I was committed to blogging a bunch of pictures this weekend, but the main internet is out.  I'm using a dongle a.k.a. internet stick from one of the phone companies now, which has a much lower limit for the amount of data it can transfer.  Also, it gets tiring typing with one hand while the other one presses the "pressure point" on the screen so that the middle of the screen actually shows an image, not white blankness.

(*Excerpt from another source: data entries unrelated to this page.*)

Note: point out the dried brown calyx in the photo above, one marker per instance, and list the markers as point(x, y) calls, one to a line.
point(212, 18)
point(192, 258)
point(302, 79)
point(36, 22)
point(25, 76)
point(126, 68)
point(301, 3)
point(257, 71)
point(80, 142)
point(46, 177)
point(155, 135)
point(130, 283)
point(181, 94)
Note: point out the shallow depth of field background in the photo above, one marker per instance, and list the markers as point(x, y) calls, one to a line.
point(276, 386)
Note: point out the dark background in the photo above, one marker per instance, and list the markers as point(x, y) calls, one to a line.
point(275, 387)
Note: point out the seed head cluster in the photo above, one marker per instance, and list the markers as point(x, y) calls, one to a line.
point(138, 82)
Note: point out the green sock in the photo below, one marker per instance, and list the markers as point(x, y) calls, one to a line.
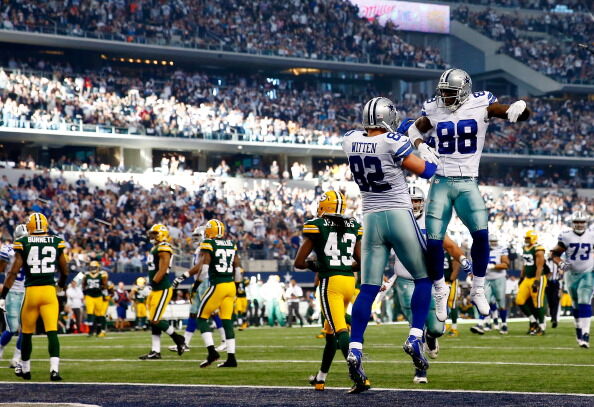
point(26, 346)
point(163, 325)
point(53, 345)
point(329, 352)
point(203, 325)
point(454, 315)
point(228, 325)
point(343, 342)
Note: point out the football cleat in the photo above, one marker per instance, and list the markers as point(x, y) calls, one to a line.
point(453, 333)
point(477, 297)
point(55, 376)
point(230, 362)
point(318, 384)
point(440, 295)
point(360, 388)
point(420, 377)
point(356, 372)
point(211, 358)
point(585, 343)
point(173, 348)
point(414, 348)
point(150, 356)
point(431, 347)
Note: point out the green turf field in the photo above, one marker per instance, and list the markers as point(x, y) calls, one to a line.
point(286, 357)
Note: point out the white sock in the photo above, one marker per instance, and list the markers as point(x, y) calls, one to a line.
point(17, 355)
point(356, 345)
point(156, 346)
point(439, 284)
point(585, 325)
point(188, 337)
point(231, 345)
point(478, 282)
point(207, 338)
point(54, 364)
point(415, 332)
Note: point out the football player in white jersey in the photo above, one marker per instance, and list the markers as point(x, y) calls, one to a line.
point(405, 285)
point(14, 299)
point(578, 267)
point(456, 120)
point(496, 279)
point(377, 157)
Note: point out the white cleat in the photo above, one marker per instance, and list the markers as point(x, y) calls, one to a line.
point(222, 347)
point(477, 297)
point(441, 295)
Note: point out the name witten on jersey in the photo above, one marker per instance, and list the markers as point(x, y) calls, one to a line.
point(579, 250)
point(375, 164)
point(459, 136)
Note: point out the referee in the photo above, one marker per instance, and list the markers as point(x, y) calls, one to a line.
point(553, 289)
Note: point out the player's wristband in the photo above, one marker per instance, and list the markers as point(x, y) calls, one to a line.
point(429, 170)
point(4, 292)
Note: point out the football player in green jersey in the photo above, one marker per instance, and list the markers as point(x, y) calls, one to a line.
point(219, 261)
point(336, 241)
point(158, 299)
point(41, 254)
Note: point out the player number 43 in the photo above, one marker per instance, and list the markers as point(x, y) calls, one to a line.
point(43, 264)
point(333, 251)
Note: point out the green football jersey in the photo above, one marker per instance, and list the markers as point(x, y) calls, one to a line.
point(529, 255)
point(40, 258)
point(153, 266)
point(222, 253)
point(447, 266)
point(334, 253)
point(94, 282)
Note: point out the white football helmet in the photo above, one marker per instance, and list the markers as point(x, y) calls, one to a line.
point(20, 231)
point(579, 222)
point(417, 196)
point(453, 89)
point(380, 113)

My visa is for a year but you need to get your permission to stay every two months; my time's up two Saturdays from now and I'm not sure if I should risk getting tied up in red tape at the immigration office or just take a day trip to Togo and back, and get my new stamp at the border.  It's a shame, in a way; Jens and I are headed to Tanzania two weeks too late but I don't want to know what happens at the passport inspection on the way out of the country if they see an expired stamp.  Ireland I'd risk, Ghana not.  A friend told me to let her know if I run into trouble at the immigration office.  She "has someone there, but he's expensive."  Oh, Africa.